DINHEIRO – Como investidor, onde o sr. enxerga mais oportunidades na economia real?
ETLIN – Na Quero-Quero, uma das coisas que mais nos interessou foram os serviços financeiros. A empresa tem uma base de 2 milhões de usuários do seu cartão de crédito próprio, que é usada em 50 mil estabelecimentos no Rio Grande do Sul. Portanto, somos um grande investidor em serviços financeiros na América Latina. Também acreditamos em setores como educação, alimentação, serviços de terceirização, tecnologia da informação e também infra-estrutura. Hoje, já estamos entre os grandes investidores em aeroportos na América Latina.
DINHEIRO – Se houver um processo de concessões de aeroportos no Brasil, vocês serão canditados?
ETLIN – Certamente que sim. Hoje já operamos aeroportos no México e na República Dominicana. São nove terminais e somos o maior operador privado da América Latina. Mas também estamos interessados em ativos dos setores portuário e de geração de energia elétrica.
DINHEIRO – Qual é o melhor modelo para o Brasil no setor aeroportuário: uma privatização da Infraero ou a concessão de apenas alguns terminais?
ETLIN – Na situação atual do mercado de capitais, não vejo muito espaço para uma abertura de capital da Infraero. Portanto, a saída mais inteligente foi essa escolhida pelo governo, de escolher alguns terminais para concessão privada. O que foi anunciado pelo presidente Lula é o que nos parece mais adequado.
DINHEIRO – O segmento de alimentação, onde vocês têm investido muito, é mesmo atrativo?
ETLIN – Sim, porque ele se beneficia com a expansão da classe média, que consome mais refeições fora de casa. Além disso, nosso modelo busca empresas que tenham um modelo de negócios replicável, estando presentes, por exemplo, nos shoppingcenters. O tíquete médio pode ser baixo, mas o volume é alto.
DINHEIRO – Mas, de novo, como se dará a saída do investidor?
ETLIN – Hoje, nós temos a maior rede de casual dining do Brasil. Existem grandes redes de alimentação no mundo, que inclusive estão presentes no País, operando conceitos como os nossos, e que podem vir a se interessar por nossos ativos.
DINHEIRO – Lidando com empresas de vários setores distintos, como vocês avaliam a qualidade da gestão no Brasil?
ETLIN – É excepcional. Isso explica o fato de o Brasil ter empresas tão sólidas, apesar das dificuldades tributárias. E eu diria que não apenas o executivo, mas também o empreendedor brasileiro é fora de série. É criativo, sofisticado, maleável e flexível.

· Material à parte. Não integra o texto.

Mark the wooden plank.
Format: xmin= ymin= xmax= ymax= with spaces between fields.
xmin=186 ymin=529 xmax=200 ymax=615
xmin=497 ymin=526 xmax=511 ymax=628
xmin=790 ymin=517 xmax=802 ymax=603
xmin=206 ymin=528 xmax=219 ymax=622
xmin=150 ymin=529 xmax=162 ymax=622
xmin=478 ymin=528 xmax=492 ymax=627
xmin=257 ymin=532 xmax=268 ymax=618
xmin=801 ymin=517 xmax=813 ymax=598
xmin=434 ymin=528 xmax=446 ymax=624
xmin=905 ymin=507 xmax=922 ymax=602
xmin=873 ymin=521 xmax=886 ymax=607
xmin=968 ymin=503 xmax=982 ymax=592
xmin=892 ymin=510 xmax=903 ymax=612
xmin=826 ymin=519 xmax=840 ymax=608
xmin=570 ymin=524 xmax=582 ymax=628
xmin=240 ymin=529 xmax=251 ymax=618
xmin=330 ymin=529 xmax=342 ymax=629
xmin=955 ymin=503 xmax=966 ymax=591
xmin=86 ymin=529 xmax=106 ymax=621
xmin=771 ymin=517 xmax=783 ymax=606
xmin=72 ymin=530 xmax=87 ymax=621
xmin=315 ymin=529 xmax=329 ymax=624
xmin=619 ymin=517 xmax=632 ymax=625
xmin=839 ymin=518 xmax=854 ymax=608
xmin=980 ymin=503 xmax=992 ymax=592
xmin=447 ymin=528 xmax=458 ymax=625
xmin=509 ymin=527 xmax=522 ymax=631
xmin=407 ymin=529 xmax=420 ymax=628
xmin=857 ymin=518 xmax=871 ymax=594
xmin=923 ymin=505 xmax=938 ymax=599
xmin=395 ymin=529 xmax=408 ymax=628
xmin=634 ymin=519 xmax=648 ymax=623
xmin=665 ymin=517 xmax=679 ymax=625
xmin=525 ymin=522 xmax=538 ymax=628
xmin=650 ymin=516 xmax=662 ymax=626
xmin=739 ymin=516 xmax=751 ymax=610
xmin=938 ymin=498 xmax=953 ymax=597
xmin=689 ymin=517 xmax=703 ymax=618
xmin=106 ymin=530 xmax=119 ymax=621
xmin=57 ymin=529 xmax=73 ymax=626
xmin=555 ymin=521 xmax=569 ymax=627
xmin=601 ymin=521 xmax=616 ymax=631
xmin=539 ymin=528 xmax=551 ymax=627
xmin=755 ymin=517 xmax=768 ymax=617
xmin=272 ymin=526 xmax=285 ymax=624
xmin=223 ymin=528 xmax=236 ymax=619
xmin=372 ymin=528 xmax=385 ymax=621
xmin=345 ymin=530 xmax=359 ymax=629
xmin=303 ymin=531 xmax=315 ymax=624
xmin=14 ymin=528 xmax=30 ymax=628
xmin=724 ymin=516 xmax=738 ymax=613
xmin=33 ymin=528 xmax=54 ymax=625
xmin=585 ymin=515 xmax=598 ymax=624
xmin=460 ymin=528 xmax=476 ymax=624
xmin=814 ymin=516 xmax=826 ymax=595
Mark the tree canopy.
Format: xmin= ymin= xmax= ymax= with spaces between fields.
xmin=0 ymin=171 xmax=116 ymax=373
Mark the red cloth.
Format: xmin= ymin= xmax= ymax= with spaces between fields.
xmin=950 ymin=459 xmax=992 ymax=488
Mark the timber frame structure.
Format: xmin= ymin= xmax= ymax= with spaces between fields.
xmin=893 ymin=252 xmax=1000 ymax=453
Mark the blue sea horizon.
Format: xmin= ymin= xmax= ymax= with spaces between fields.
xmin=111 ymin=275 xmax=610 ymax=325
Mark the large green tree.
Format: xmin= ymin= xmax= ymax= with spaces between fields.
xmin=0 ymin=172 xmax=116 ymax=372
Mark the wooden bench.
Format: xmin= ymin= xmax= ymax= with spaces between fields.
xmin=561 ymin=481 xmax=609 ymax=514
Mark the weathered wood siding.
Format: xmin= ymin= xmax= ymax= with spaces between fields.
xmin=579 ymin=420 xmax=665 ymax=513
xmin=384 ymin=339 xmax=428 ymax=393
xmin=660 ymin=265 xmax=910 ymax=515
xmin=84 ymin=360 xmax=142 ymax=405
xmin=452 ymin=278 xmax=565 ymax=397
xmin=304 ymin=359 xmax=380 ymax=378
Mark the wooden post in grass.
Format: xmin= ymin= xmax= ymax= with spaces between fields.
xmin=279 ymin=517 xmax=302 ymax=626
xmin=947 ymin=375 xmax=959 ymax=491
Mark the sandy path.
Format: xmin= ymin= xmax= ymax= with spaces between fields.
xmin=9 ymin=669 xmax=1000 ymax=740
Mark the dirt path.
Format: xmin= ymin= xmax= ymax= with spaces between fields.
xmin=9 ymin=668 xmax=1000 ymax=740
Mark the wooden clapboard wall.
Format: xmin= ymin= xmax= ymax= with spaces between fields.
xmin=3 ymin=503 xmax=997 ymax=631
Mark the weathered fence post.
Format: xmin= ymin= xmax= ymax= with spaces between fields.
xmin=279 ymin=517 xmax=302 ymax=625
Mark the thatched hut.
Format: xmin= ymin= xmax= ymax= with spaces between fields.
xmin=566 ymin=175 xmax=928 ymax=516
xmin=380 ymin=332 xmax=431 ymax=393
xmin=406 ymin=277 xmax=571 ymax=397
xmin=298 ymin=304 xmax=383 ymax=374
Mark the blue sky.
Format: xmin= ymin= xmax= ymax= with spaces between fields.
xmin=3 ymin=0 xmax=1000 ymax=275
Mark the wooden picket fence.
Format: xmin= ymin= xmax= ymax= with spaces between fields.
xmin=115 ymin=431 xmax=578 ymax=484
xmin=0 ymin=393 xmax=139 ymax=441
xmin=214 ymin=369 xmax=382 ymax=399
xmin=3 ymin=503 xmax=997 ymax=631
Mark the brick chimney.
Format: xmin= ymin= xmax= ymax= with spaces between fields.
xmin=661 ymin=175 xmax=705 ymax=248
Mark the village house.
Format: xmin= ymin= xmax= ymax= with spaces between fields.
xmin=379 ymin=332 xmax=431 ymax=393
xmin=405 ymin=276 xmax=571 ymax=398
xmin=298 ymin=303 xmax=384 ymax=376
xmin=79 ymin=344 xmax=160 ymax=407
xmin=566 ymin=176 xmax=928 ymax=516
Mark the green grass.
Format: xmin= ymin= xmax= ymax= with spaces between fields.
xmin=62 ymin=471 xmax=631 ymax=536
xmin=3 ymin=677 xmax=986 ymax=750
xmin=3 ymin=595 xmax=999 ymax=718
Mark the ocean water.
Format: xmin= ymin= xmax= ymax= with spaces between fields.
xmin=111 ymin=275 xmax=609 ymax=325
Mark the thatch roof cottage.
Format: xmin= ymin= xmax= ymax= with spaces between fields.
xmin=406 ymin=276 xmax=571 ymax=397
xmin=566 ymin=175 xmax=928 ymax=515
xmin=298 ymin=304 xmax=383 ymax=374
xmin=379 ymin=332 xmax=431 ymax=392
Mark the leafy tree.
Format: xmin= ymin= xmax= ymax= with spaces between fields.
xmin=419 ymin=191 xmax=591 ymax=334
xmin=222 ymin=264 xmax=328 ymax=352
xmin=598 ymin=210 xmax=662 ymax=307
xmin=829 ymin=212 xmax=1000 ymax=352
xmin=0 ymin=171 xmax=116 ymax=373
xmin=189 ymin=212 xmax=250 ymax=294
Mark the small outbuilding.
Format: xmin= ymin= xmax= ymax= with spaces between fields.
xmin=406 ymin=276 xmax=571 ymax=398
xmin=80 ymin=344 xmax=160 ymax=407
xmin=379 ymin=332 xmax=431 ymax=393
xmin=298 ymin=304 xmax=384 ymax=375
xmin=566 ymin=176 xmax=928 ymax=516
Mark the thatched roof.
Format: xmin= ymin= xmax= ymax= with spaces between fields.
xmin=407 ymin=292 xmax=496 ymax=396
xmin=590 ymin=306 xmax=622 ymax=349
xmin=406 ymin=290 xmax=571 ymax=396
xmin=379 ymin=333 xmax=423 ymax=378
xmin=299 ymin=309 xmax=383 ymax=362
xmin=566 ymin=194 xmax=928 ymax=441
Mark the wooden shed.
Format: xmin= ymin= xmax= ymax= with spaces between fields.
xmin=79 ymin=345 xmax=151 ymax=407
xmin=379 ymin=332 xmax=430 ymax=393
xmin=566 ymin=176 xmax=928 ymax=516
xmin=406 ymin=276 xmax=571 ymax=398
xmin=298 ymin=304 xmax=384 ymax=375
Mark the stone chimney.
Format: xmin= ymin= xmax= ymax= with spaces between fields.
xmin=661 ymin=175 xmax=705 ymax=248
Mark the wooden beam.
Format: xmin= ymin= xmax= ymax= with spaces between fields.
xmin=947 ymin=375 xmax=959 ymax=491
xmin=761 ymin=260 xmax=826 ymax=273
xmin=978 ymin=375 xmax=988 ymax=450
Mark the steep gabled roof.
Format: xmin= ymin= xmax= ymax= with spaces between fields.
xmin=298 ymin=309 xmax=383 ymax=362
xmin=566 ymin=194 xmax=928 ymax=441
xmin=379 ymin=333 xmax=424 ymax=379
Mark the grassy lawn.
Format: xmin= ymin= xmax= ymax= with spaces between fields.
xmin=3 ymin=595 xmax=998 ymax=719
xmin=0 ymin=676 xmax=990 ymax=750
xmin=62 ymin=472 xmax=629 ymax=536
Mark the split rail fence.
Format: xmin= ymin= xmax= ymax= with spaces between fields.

DINHEIRO – Qual o tamanho mínimo para uma empresa merecer um investimento de um fundo de private equity, como a Advent?
ETLIN – O piso, para um fundo como o nosso, é de companhias com faturamento mínimo ao redor de R$ 200 milhões. Investimos para que elas possam crescer e consolidar seus setores.
DINHEIRO – E vocês ainda têm capital para novos investimentos?
ETLIN – Nosso fundo de US$ 1,3 bilhão é o maior da América Latina e ainda não foi todo investido. Além disso, podemos recorrer aos fundos globais da Advent, que têm US$ 11 bilhões, e já demonstraram interesse em investir conosco em alguns negócios. E o melhor é que, se quiséssemos hoje lançar um outro fundo, haveria muita demanda por Brasil, apesar de toda essa turbulência nas bolsas.